Biodiversity Observation Database (BODB™) Biodiversity Observation Database (BODB™) is a web-based platform for managing diverse observation data acquired from digital machines. Currently, BODB™ contains 74,083 individuals having 144,741 pictures (696.69 GB) collected from cell phone camera as well as digital equipments. BODB™ provides i) the community platform for collecting biodiversity data from many people systematically, ii) academical research platform together with BODB™'s facilities (e.g., Flora Database of Mt. Suri; http://flora.mtsuri.net/), and iii) web-based analysis environment with 10 tools implemented in GlobalScrap^®. In near future, BODB™ will be connected to versatile databases which contain weather information, genomic databases, and even image classifiers for utilizing collected images and metadata of biological resources.

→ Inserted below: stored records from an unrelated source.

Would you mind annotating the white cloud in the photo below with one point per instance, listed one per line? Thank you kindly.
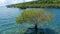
(2, 2)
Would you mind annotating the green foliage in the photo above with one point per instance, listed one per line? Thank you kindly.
(38, 4)
(34, 16)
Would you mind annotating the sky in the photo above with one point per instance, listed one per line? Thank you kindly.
(8, 2)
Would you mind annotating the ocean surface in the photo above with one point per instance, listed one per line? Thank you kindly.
(8, 23)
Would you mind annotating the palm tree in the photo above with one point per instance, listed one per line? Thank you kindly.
(34, 17)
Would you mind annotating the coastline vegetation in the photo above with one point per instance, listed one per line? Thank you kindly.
(37, 4)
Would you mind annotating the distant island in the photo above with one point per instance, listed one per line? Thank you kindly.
(37, 4)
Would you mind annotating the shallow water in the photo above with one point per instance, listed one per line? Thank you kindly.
(8, 20)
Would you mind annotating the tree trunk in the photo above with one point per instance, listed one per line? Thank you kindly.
(36, 28)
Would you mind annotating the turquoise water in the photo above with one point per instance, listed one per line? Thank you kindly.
(8, 20)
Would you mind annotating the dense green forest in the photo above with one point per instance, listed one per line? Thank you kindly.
(37, 4)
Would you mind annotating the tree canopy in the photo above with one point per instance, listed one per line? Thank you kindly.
(34, 16)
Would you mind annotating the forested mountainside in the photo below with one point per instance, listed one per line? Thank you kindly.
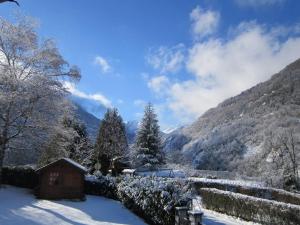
(238, 130)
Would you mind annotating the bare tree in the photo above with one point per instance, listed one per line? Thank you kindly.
(31, 92)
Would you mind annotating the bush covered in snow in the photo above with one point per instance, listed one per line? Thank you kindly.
(154, 198)
(250, 208)
(101, 185)
(248, 188)
(20, 176)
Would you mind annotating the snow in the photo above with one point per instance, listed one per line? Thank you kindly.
(69, 161)
(214, 218)
(229, 182)
(163, 173)
(19, 207)
(75, 164)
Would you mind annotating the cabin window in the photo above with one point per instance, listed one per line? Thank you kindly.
(53, 178)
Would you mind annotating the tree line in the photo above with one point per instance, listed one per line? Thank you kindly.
(36, 117)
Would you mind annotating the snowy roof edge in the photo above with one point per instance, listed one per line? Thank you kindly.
(70, 161)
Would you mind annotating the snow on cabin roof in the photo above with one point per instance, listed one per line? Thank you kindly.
(68, 160)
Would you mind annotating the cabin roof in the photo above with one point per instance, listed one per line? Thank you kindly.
(68, 161)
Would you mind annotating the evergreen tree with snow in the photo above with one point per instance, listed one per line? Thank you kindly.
(79, 147)
(148, 150)
(111, 141)
(70, 139)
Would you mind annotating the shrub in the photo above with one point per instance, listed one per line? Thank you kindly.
(259, 192)
(154, 198)
(101, 185)
(20, 176)
(250, 208)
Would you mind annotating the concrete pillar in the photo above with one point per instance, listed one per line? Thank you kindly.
(181, 216)
(195, 217)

Integrated Flora / Fauna Database (IFD™) Integrated Flora and Fauna Database (IFD™) is a standardized database for archiving and analyzing investigation data of flora and fauna. Usually, research data of flora and fauna were not officially published or not available as an electronic form. It indicates that these data should be collected manually and format of data should be various. Moreover, scientific names or even common names used in these researches were different from each other due to changes of them. To overcome these problems, IFD™ provides standardized form of flora and fauna investigation and utilize the recent species list provided by ISDB™ with synonym data. Based on it, various analysis tools were implemented together with GlobalScrap^® for further in-depth analyses.

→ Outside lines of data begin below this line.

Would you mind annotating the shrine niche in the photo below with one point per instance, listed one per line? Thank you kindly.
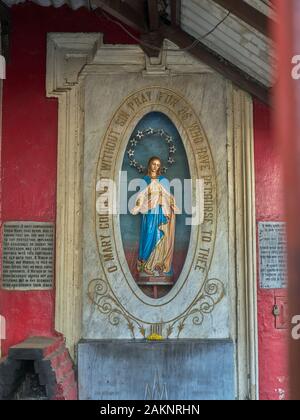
(111, 98)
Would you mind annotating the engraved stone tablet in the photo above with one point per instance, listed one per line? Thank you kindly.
(272, 255)
(28, 249)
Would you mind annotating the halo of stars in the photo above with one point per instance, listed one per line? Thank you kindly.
(140, 136)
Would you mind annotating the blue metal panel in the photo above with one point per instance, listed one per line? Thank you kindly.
(168, 370)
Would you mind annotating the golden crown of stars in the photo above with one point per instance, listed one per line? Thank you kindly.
(142, 135)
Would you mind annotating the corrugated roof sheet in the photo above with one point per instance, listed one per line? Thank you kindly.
(74, 4)
(234, 39)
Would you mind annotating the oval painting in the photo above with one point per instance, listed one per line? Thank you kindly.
(154, 231)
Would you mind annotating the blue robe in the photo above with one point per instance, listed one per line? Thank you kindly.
(151, 222)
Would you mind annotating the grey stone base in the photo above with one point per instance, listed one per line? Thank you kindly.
(168, 370)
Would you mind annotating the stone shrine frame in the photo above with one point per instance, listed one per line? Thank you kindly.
(71, 59)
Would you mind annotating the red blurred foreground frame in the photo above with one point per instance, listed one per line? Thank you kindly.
(287, 128)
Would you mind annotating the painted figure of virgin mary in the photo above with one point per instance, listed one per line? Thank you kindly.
(158, 209)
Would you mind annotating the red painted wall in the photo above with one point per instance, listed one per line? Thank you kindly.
(29, 144)
(273, 351)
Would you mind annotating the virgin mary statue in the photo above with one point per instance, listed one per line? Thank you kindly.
(158, 208)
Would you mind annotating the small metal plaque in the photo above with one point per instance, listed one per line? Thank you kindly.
(28, 256)
(272, 255)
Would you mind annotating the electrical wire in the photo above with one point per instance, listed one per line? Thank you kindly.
(153, 47)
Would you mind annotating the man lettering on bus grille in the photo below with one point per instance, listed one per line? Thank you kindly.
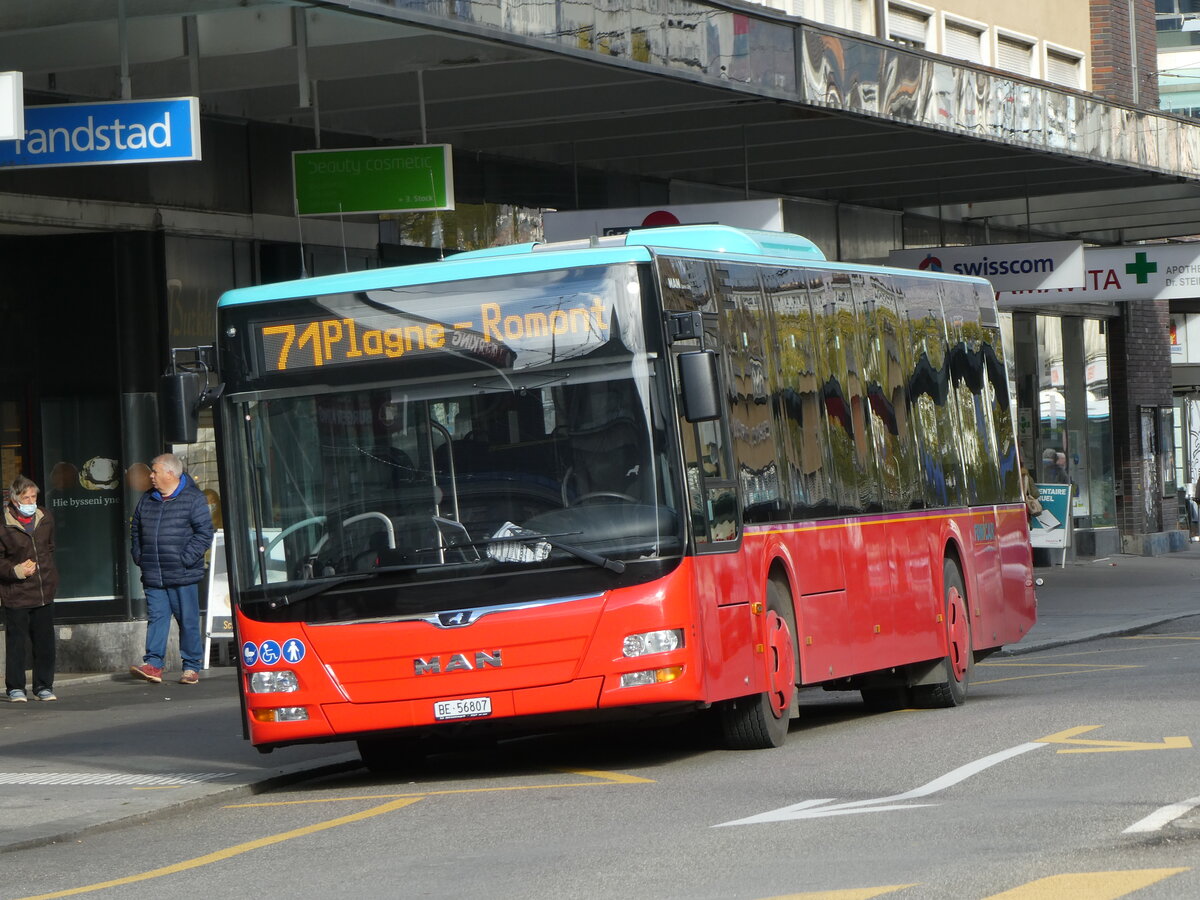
(169, 534)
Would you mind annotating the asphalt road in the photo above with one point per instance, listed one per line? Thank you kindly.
(1071, 773)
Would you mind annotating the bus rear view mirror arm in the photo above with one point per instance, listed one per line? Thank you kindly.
(697, 378)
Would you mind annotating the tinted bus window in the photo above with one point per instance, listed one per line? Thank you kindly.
(928, 391)
(744, 343)
(972, 407)
(887, 363)
(802, 424)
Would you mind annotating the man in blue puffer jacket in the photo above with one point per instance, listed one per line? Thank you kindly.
(171, 532)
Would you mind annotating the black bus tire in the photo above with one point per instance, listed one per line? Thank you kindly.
(959, 663)
(761, 720)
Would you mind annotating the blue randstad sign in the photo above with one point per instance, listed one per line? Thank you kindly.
(107, 133)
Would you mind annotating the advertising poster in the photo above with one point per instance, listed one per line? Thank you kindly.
(1051, 527)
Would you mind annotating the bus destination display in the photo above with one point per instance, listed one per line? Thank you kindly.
(495, 335)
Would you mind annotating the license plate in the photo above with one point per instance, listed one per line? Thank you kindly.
(465, 708)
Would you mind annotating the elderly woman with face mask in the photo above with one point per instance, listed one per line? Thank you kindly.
(28, 583)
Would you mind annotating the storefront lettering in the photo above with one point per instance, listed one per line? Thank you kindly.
(73, 502)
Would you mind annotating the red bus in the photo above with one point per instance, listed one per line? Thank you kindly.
(677, 469)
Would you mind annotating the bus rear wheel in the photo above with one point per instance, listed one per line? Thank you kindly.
(760, 721)
(959, 664)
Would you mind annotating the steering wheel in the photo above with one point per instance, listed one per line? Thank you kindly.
(292, 529)
(611, 495)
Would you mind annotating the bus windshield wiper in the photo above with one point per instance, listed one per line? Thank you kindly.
(527, 537)
(289, 598)
(587, 556)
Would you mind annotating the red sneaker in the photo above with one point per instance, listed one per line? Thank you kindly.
(147, 672)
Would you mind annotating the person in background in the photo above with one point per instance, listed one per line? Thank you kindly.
(1030, 491)
(169, 534)
(29, 581)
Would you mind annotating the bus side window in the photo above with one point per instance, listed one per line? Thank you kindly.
(969, 403)
(886, 365)
(747, 342)
(802, 426)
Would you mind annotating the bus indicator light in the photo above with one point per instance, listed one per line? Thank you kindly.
(653, 676)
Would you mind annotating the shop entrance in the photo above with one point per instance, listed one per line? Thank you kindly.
(81, 316)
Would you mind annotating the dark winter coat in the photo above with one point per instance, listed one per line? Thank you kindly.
(171, 535)
(16, 546)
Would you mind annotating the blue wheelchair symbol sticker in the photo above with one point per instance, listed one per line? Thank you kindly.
(293, 649)
(269, 652)
(249, 653)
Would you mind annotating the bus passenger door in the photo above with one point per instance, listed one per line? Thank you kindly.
(712, 492)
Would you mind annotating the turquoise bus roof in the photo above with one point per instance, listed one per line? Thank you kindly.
(637, 246)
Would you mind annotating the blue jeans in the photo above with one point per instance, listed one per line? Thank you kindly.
(184, 604)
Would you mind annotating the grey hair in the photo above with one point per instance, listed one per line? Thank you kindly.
(19, 485)
(168, 462)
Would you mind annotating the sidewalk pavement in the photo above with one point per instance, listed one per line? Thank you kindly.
(117, 751)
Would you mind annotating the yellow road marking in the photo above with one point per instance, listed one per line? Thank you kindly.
(1163, 637)
(604, 778)
(228, 852)
(1109, 747)
(1044, 655)
(1079, 669)
(1087, 886)
(849, 894)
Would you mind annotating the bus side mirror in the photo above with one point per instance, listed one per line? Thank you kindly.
(179, 395)
(697, 379)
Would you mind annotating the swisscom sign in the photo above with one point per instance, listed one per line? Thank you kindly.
(1008, 267)
(107, 133)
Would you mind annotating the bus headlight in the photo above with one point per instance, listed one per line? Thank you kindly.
(654, 676)
(283, 682)
(281, 714)
(653, 642)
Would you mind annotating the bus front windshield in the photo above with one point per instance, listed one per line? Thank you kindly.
(499, 469)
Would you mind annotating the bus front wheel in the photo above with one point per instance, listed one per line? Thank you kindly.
(760, 721)
(951, 689)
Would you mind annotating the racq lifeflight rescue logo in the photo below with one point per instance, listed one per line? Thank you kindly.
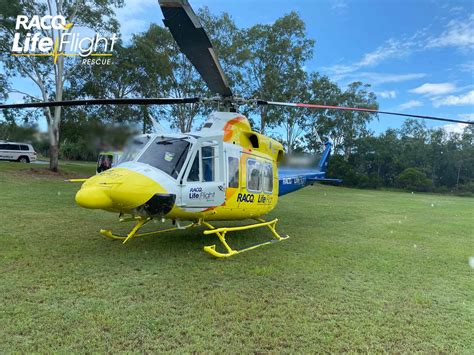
(66, 44)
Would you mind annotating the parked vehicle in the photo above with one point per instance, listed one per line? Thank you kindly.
(14, 151)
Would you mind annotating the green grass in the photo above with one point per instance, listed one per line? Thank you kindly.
(362, 271)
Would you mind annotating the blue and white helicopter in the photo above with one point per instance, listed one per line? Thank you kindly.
(223, 172)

Herbarium Database (Infoboss Cyber Herbarium™) Infoboss Cyber Herbarium™ is a herbarium for managing plant specimen with digitalized pipeline. Goal of Infoboss Cyber Herbarium™ is analyzing detailed phenotypes of plants from specimen for understanding plant classification with digitalized data. Even though coverage of plant species is not so large as similar as other herbariums, quality of digitalized data not only for pictures but also for measuring data will provide new aspect for plant taxonomy. In addition, based on experience of management of species database in Korea, plant taxonomy can be reanalyzed in different points of view.
Environmental Sensors (IoT) InfoStation/InfoNode^® are the integrated system for collecting microenvironmental data
surrounded by organisms in nature.

InfoStation / InfoNode^® - InfoStation/InfoNode^® are integrated environmental sensors specialized for natural habitats in mountain areas without electricity supply.
- These are the integrated system for collecting microenvironmental data surrounded organisms in nature on the spot and in real-time.
- Collected microenvironmental data can be utilized for various industries after analyzing them.
IMS (Information Management System) Infoboss deals with various types of information including Bio Big-Data.
Information Management System (IMS) will provides the efficient ways to manage, analyze, and publish them in the standardized ways.

GlobalScrap^® - GlobalScrap^® is the system for exchanging heterogeneous Bio BigData via web interfaces.
- It encapsulated heterogeneous data for free exchanges between systems.
- It also provides the common interface to execute any programs with the heterogeneous data which users are interested in.

Infoboss Gateway™ - Infoboss Gateway is the system to export data processed by systems in Infoboss Inc.
- Various services, such as the utilization of bioinformatics tools managed by GeIS™ and published papers related to biological resources (RefDB™) have been provided through the Infoboss Gateway.